フェッターケアンが切り拓く共感覚のウイスキーづくり【前半/全2回】
フェッターケアンの最新作「ヴァンガード」は、共感覚に着目した画期的なアプローチ。ウイスキーと人間の知覚を新境地に導いてくれる。
文:ルーシー・スコフィールド
「私たちの感覚は、過去、現在、そして未来の可能性へとさまざまな形で繋がっています」
ハイランドにあるフェッターケアン蒸溜所で、マスターウイスキーメーカーのグレッグ・グラスが新しいウイスキーのコレクションについて説明している。
そのコレクションの名は「ヴァンガード」だ。コンセプトを考案したのも、実現までの複雑なプロセスに取り組んできたのもグレッグ本人である。

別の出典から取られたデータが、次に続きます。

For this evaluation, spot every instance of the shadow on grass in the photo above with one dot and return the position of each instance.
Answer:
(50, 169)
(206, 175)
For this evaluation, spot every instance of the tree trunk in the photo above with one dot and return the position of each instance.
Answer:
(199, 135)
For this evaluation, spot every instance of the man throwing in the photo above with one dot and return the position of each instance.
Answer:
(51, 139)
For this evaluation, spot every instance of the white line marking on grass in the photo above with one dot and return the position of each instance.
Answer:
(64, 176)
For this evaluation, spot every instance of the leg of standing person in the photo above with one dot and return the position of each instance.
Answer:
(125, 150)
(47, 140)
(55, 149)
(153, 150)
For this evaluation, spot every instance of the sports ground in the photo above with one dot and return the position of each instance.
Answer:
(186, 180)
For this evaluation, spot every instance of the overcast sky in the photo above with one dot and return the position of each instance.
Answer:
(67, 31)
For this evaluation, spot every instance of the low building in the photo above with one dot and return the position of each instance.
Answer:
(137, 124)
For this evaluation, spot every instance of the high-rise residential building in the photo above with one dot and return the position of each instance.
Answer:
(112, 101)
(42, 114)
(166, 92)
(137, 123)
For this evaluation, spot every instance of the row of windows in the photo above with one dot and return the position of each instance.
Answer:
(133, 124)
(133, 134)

コレクション自体は、2本のウイスキーで構成される。ひとつは29年熟成のシングルカスクで、もうひとつは熟成年数が非表示のウイスキーだ。この企画商品のテーマとなっているのは、没入型体験を生み出す「共感覚」の研究である。

そもそも発想の出発点は、グレッグが考案した「共感覚的」なテイスティングノートだった。これは単なる味覚の分析を超えて、色彩や形状や音などのイメージを視覚的に記録した独創的なノートである。
グレッグの緻密なノートには、風味のメモと一緒に図解、色彩、スケッチなどが記されている。たとえば「マンゴー、熟したイチゴ」という言葉の横に、オレンジ、フクシア、パープルなどの色で夕焼けのように鮮やかなグラデーションが描かれているのだ。このようなテイスティングノートを記す意図について、グレッグは次のように説明する。
「香り、味、触感などのさまざまな感覚を、色、形、質、画像などの記憶と結びつけて体験することが多いんです。このような印象は、ウイスキーから得られる情報であると同時に、製造中のウイスキーにも情報をフィードバックできるので、双方向的に影響を及ぼしあう関係といえます」
この「ヴァンガード」を通して、フェッターケアンはグレッグの視点をわずかでも世界中のウイスキーファンに知ってもらいたいと考えているようだ。フェッターケアンでグローバル・シングルモルト・スペシャリストとして働くアンドリュー・レニーが、次のように説明する。
「風味はひとつの言語であり、誰にでも伝わって理解してもらえるものです。そして色、形、触感などの感覚も、言葉以外の方法で大切な情報を伝えてくれます。このコレクションを発売する際に重要だったのは、グレッグの共感覚をどこまで活用できるかということ。個性的なテイスティングノートによって、ウイスキーの体験にこれまでとは異なった視点を持っていただくのが目標になりました」
つまりフェッターケアンは、この商品を通して消費者の考え方を変えようとしているのだ。アンドリューの言葉は続く。
「色、形、音などのイメージを通じて、この2本のウイスキーの個性を分析的に理解すること。そんな考え方を紹介したいと考えています。つまりこれらウイスキーを味わう際は、樽の種類、熟成年数、アルコール度数といった表層的な情報をいったん脇に置いてほしい。そのような要素はすべて忘れて、その体験を色、形、音などのイメージに分解し、ウイスキーの風味に結びつけることで記憶に留めていただきたいのです」
響き合う音楽とウイスキー
この「風味体験」を解き放つため、フェッターケアンは2人のミュージシャンと手を組んだ。一人はスコットランドの人気バンド「モグワイ」のバリー・バーンズ。もう一人は、蒸溜所の近くで育ったシンガーソングライターのキャスリン・ジョセフだ。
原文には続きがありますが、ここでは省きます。